Louisiana Local Governments’ Struggles With Prison-Based Gerrymandering Could Be Eased By State

Statewide legislation addressing prison-based gerrymandering would eliminate inconsistency and help to ensure that all Louisiana citizens have equal access to their local governments.

by Hillary Fenton, August 22, 2012

The state of Louisiana has the highest incarceration rate of anywhere in the world. This creates a host of issues for the state, including the distortion of democracy caused by the inclusion of large prisons during redistricting. This problem is called prison-based gerrymandering. Though some parishes in Louisiana have implemented their own solutions to prison-based gerrymandering in their parish local government districts, called “police jury districts,” other parishes continue to include incarcerated populations during redistricting.
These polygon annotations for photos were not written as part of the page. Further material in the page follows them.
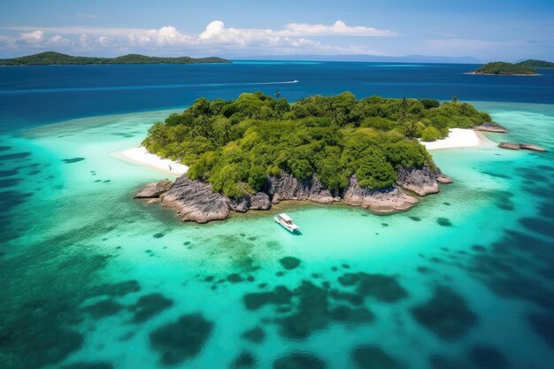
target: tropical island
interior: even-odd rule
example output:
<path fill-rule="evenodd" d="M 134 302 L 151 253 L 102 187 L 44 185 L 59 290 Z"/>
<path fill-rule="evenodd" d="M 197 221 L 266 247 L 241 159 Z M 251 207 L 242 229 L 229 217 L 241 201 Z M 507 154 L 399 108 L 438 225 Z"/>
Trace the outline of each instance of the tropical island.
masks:
<path fill-rule="evenodd" d="M 482 75 L 538 75 L 535 69 L 554 68 L 554 63 L 544 60 L 525 60 L 519 63 L 492 62 L 480 66 L 470 74 Z"/>
<path fill-rule="evenodd" d="M 0 59 L 0 65 L 104 65 L 104 64 L 199 64 L 199 63 L 230 63 L 217 57 L 210 58 L 159 58 L 140 54 L 127 54 L 118 58 L 73 57 L 55 51 L 45 51 L 11 59 Z"/>
<path fill-rule="evenodd" d="M 528 59 L 519 62 L 518 65 L 529 66 L 535 69 L 554 69 L 554 63 L 546 60 Z"/>
<path fill-rule="evenodd" d="M 189 165 L 174 182 L 142 188 L 183 220 L 225 219 L 283 200 L 343 202 L 375 212 L 404 211 L 451 181 L 418 138 L 490 121 L 473 105 L 433 99 L 357 99 L 350 92 L 289 104 L 262 93 L 197 99 L 156 122 L 142 145 Z"/>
Given the inconsistency in parish democracy, a statewide solution to prison-based gerrymandering may be necessary.

Among the parishes with the proportionally largest prison populations, about half excluded their prison populations during redistricting following the 2010 Census, preventing the vote distortion that would have been caused by including the incarcerated populations. For the most part, the higher a parish’s prison population relative to its total population, the more likely they were to exclude the prison population.

Two parishes excluded their incarcerated populations in order to prevent an impossible electoral situation. Claiborne Parish, on the northern border of the state, would have had an entire police jury district comprised of incarcerated populations if they had included the prison populations during redistricting.

West Feliciana Parish also faced the same problem. The parish is home to the Louisiana State Penitentiary, commonly known as Angola, which contains 5,147 people according to the 2010 Census. West Feliciana as a whole has a reported population of 15,625 and seven police jury districts. This means that if the prison population had been included during redistricting, the incarcerated population would have filled two entire police jury districts. For those who are working to end prison-based gerrymandering in Louisiana, it might seem strange to look for support from the parish that contains Angola; however, that parish is the prime in-state example of why recognizing and preventing prison-based gerrymandering is so important. As both Claiborne and West Feliciana parishes know well, when prison-based gerrymandering reaches such dramatic levels, the problem becomes impossible to ignore.

Though parishes were more likely to exclude prison populations when those populations made up a high percentage of the parish population, a few parishes went against this trend by including large incarcerated populations during redistricting, creating severe distortions in their local democracy.

Allen Parish has the most acute prison-based gerrymandering vote distortion of any parish in the state. Two of its seven districts contain large corrections facilities: 66% of District 1 is incarcerated in FCI and FDC Oakdale, and 39% of District 6 is incarcerated in the state-run Allen Correctional Center. This means that the non-incarcerated populations of these districts are substantially smaller than the populations of the districts without prisons. Because these smaller voting populations in the prison districts each elect a whole representative for themselves, each voter in the prison districts has more say in parish government than those in other districts. In District 1 for example, one voter in that district has the same political power as three voters in other districts.

Inconsistency in addressing prison-based gerrymandering is not only a problem among Louisiana parishes, but also within parishes themselves. Although FCI and FDC Oakdale are included in Allen Parish police jury districts, ironically the same prison populations are excluded by a city in Allen Parish: the City of Oakdale. Otherwise, Oakdale would have had one district that was entirely people incarcerated at the federal prison who are unable to vote.

Statewide legislation would eliminate these inconsistent approaches from parish to parish and would, most importantly, would help to ensure that all Louisiana citizens have equal access to their local governments.